Virée classique | Helmchen et Taylor : à travers une tempête d’émotions

par Alexandre Villemaire

C’est une Maison symphonique au parterre bien garni qui a découvert le jeu sensible du pianiste Martin Helmchen et la voix profonde de la mezzo-soprano Beth Taylor. Ces deux interprètes de calibre international ont conquis une assistance diversifiée, allant d’amateurs habitués aux codes des concerts classiques à ceux qui découvraient l’ambiance de la Maison symphonique pour la première fois.

En termes de répertoire, ils ont été servis avec deux œuvres de grand contraste. En première partie de concert, Martin Helmchen a interprété le Concerto pour piano nº 24 en do mineur, K. 491 de Mozart. Comptant parmi les dernières œuvres du compositeur, cet avant-dernier concerto de sa série de douze est rempli d’envolées théâtrales et de nuances dans le jeu entre le piano et l’orchestre ; un jeu que Payare et Helmchen ont fait ressortir avec finesse.

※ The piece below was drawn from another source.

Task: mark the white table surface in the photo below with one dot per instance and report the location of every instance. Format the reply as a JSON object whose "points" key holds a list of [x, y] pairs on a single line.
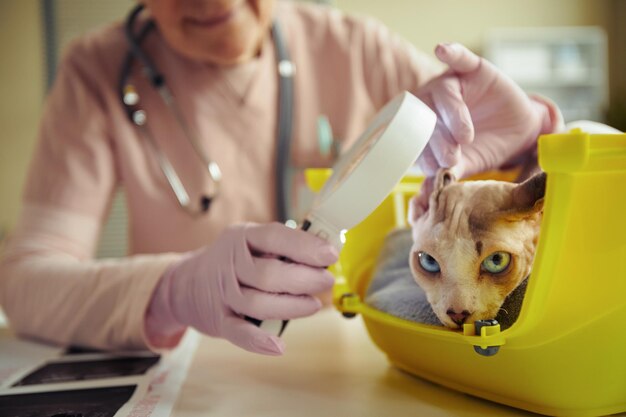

La manière de jouer de Martin Helmchen est délicate et agile même dans les moments plus animés. Une des qualités de l’interprétation d’Helmchen est également son sens du phrasé musical ainsi que son utilisation des silences dans la musique. Il fait respirer de manière naturelle les temps d’arrêt dans la musique, notamment dans la cadence finale du concerto, avec une grande théâtralité.

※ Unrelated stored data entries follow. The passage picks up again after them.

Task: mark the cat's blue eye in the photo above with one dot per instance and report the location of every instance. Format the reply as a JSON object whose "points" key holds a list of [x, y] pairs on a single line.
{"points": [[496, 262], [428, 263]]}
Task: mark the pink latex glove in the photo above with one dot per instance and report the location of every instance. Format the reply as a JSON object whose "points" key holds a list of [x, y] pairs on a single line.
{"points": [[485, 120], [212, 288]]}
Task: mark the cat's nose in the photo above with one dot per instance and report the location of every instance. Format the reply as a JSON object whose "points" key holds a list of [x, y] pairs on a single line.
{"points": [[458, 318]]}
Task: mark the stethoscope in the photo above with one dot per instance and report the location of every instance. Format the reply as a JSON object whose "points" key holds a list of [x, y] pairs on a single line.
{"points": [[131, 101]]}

Le contraste stylistique était marqué avec l’interprétation du cycle Sea Pictures du Britannique Edward Elgar par la mezzo-soprano Beth Taylor. L’œuvre, à travers cinq poèmes de différents poètes, évoque la mer, dépeinte sous toutes ses formes, de son immensité et de son calme à sa nature imprévisible. Bath Taylor a rendu les différents affects véhiculés dans le texte et la musique avec une interprétation incarnée. Dès la première note de « Sea-Slumber Song », le timbre rond, à la fois sombre et lumineux de la mezzo-soprano écossaise nous frappe et nous transporte dans un monde sonore et poétique. On a senti un petit égarement dans le deuxième couplet du quatrième poème Where Corals – dont le rythme en contretemps perpétuel peut être traître – mais qui n’a pas amené à un déraillement majeur de la ligne vocale. Elle a conclu le concert avec une performance d’un aplomb interprétatif.

Une soirée de concert tout en finesse qui a tout de même été émaillée de bruitages du public. Il y a des choses que l’on peut passer outre dans le cadre de l’expérience de la Virée classique, mais amenée. un jeune bébé pour entendre ce type de répertoire ne rend service à personne.